Batman could glide from tall buildings using his cape but would probably die from the impact of landing, physics students have demonstrated.
They used formulas to calculate how effective the 4.69m (15.4ft) wide cape used in Batman Begins would be.
The University of Leicester paper concludes that "clearly gliding using a batcape is not a safe way to travel".
But the four students, all Batman fans, said the superhero would be able to fly safely if he used a larger cape.
'A bit splattered'
David Marshall, one of the students, said: "We found he could fly quite well and he can actually fly pretty far.

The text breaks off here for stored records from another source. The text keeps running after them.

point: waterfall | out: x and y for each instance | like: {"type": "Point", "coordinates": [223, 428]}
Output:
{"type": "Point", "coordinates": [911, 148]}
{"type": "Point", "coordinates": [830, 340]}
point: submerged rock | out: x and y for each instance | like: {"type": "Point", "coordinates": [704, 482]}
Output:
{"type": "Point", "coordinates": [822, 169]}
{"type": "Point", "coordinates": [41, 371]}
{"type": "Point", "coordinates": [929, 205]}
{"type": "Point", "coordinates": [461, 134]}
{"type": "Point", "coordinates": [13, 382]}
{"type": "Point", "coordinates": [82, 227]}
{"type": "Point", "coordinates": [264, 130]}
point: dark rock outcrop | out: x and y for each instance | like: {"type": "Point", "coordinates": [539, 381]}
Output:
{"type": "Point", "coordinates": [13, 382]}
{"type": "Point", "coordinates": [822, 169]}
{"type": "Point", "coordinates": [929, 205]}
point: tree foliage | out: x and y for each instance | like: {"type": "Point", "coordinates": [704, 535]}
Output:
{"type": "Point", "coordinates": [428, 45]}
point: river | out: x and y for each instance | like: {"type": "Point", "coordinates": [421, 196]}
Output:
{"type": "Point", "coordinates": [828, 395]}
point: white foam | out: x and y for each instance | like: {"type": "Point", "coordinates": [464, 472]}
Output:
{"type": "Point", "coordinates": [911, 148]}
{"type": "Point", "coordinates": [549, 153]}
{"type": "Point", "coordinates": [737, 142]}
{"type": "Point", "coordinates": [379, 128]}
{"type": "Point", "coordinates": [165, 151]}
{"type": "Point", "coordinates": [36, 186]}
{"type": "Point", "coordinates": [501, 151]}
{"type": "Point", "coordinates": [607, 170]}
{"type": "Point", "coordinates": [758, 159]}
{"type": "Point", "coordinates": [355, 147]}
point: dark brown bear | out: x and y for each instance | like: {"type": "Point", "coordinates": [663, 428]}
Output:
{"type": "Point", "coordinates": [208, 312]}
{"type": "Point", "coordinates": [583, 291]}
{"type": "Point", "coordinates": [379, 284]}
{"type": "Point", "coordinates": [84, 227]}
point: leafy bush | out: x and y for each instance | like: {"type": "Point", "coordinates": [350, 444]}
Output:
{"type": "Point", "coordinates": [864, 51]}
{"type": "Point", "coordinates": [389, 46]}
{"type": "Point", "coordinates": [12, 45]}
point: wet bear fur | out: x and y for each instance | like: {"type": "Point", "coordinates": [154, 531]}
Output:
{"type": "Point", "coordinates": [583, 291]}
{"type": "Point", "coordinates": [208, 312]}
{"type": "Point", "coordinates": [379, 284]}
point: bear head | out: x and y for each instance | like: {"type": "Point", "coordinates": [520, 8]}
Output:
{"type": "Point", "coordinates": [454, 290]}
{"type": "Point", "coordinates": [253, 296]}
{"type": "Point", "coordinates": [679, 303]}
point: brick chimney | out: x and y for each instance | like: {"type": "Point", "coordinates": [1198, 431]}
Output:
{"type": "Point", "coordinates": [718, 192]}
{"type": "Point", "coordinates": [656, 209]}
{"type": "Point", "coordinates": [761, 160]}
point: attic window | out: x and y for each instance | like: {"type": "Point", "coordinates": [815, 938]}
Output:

"He can get about twice as far as he does fall, but once he gets there he is travelling about 50mph and that's a bit too fast to land safely.
"He would likely end up getting a bit splattered."
In Batman Begins the superhero uses a cape which becomes rigid when a current is passed through it.
The students' paper, called Trajectory of a Falling Batman , points out this method of gliding is similar to that used by base jumpers with wingsuits.
"If you increase the wingspan, once it gets towards the size of a glider it's going to start working," said Mr Marshall.
"With a few adaptations it would be fine.
"It's just how much you can stretch it past his arms."
The students - David Marshall, Tom Hands, Ian Griffiths and Gareth Douglas - got bonus marks for the paper which helped them get first-class and 2:1 degrees.
They will graduate on Thursday and all intend to do PhDs.